Fetal Medicine Unit, St George's University Hospitals NHS Foundation Trust, University of London, London, UK.
Neonatal Unit, St George's Hospital, St George's University of London, London, UK.
Ultrasound Obstet Gynecol. 2020 Sep;56(3):416-421. doi: 10.1002/uog.22019. Epub 2020 Aug 7.
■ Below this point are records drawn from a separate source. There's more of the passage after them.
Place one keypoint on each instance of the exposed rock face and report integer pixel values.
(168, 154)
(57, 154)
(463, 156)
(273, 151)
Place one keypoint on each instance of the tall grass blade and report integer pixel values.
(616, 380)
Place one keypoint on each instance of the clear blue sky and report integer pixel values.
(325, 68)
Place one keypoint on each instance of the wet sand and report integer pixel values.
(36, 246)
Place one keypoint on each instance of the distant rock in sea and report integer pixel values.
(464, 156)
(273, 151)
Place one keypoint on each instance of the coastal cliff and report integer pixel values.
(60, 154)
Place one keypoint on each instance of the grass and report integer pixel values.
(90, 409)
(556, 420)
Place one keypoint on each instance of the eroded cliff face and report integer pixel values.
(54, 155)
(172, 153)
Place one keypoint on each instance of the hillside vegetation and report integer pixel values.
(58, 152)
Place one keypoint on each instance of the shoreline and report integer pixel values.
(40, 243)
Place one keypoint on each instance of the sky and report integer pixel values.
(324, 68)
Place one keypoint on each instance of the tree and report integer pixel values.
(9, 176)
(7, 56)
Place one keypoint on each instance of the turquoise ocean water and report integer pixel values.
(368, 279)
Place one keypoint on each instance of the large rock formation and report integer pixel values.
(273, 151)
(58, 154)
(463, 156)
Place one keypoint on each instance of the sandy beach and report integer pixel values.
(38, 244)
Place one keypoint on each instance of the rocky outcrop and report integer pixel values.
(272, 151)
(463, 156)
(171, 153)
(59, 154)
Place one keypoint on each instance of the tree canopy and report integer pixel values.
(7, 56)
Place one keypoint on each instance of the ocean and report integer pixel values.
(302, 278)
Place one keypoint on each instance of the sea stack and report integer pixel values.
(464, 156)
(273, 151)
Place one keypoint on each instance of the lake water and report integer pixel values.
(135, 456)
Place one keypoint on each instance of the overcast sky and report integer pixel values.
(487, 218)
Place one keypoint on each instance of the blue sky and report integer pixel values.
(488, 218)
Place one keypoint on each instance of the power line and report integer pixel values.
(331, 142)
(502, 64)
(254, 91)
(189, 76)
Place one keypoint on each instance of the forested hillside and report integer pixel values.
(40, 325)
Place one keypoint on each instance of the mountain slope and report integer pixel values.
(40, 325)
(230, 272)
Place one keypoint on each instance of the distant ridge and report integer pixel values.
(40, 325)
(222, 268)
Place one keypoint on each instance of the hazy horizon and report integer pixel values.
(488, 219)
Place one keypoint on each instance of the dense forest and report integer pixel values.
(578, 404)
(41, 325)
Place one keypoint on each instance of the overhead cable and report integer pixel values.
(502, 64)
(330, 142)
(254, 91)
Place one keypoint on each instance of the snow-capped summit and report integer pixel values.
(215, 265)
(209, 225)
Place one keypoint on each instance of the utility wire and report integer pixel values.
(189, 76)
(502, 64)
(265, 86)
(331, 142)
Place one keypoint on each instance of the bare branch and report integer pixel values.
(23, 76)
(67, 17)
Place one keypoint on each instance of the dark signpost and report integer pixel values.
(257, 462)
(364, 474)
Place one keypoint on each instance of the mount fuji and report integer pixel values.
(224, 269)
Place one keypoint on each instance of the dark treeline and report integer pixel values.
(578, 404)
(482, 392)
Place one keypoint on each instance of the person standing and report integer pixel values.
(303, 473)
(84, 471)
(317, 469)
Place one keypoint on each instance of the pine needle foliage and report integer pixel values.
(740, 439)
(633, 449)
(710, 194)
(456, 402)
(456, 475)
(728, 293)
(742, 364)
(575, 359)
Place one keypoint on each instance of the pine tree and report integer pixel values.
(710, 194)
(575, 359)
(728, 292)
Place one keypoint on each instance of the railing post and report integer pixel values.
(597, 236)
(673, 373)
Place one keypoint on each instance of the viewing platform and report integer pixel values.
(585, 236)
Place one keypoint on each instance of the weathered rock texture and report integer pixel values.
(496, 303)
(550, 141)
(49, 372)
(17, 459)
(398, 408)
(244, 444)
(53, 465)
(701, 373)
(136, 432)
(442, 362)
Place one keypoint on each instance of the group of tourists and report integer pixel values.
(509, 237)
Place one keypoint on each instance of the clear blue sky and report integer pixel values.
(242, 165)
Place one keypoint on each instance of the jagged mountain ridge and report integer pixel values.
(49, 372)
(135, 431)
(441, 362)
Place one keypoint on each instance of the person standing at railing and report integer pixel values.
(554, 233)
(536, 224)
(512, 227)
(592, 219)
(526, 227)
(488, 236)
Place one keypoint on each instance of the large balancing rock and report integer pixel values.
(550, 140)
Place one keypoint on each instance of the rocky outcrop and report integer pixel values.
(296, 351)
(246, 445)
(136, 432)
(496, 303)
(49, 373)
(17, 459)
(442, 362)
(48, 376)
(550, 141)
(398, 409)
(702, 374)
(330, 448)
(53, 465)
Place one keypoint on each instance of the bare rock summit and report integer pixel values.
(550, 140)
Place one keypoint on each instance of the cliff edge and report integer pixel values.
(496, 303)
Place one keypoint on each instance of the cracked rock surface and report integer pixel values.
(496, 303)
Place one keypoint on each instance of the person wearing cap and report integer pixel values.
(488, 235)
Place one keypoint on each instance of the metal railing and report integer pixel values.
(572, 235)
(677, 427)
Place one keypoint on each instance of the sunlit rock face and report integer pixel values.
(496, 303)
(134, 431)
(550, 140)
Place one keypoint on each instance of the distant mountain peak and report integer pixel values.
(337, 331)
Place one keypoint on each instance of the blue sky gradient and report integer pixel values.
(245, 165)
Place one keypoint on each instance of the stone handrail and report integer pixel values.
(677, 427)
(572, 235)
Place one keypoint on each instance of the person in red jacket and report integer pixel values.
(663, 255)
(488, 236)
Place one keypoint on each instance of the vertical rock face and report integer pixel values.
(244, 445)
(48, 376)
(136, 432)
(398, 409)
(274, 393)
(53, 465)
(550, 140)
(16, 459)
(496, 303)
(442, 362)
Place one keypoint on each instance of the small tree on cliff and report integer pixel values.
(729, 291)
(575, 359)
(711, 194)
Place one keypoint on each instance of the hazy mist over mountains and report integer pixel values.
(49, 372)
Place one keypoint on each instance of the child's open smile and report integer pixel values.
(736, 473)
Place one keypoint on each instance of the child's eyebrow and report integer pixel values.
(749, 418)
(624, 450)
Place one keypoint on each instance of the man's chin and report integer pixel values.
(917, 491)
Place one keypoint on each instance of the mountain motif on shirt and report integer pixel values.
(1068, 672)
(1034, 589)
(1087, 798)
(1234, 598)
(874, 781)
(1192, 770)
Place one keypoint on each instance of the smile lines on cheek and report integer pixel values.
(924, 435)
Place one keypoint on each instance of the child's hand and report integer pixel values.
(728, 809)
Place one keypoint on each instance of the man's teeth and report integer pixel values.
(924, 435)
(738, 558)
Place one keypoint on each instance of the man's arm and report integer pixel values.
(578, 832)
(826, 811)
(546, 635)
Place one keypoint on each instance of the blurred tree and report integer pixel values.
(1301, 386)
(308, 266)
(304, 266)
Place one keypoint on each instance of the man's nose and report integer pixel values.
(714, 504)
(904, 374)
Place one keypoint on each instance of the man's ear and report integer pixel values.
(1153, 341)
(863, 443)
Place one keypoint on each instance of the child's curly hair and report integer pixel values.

Fetal hydrops is associated with increased perinatal morbidity and mortality. The etiology and outcome of fetal hydrops may differ according to the gestational age at diagnosis. The aim of this study was to evaluate the cause, evolution and outcome of non-immune fetal hydrops (NIFH), according to the gestational age at diagnosis.
This was a retrospective cohort study of all singleton pregnancies complicated by NIFH, at the Fetal Medicine Unit at St George's University Hospital, London, UK, between 2000 and 2018. All fetuses had detailed anomaly and cardiac ultrasound scans, karyotyping and infection screening. Prenatal diagnostic and therapeutic intervention, gestational age at diagnosis and delivery, as well as pregnancy outcome, were recorded. Regression analysis was used to test for potential association between possible risk factors and perinatal mortality.
We included 273 fetuses with NIFH. The etiology of the condition varied significantly in the three trimesters. Excluding 30 women who declined invasive testing, the cause of NIFH was defined as unknown in 62 of the remaining 243 cases (25.5%). Chromosomal aneuploidy was the most common cause of NIFH in the first trimester. It continued to be a significant etiologic factor in the second trimester, along with congenital infection. In the third trimester, the most common etiology was cardiovascular abnormality. Among the 152 (55.7%) women continuing the pregnancy, 48 (31.6%) underwent fetal intervention, including the insertion of pleuroamniotic shunts, fetal blood transfusion and thoracentesis. Fetal intervention was associated significantly with lower perinatal mortality (odds ratio (OR), 0.30 (95% CI, 0.14-0.61); P < 0.001); this association remained significant after excluding cases with a diagnosis of anemia or infection (OR, 0.29 (95% CI, 0.13-0.66); P = 0.003). In 104 fetuses not undergoing active fetal intervention, the gestational age at diagnosis was the only parameter that was significantly associated with the risk of perinatal mortality (OR, 0.92 (95% CI, 0.85-0.99); P = 0.035), while the affected body cavity and polyhydramnios were not (P > 0.05).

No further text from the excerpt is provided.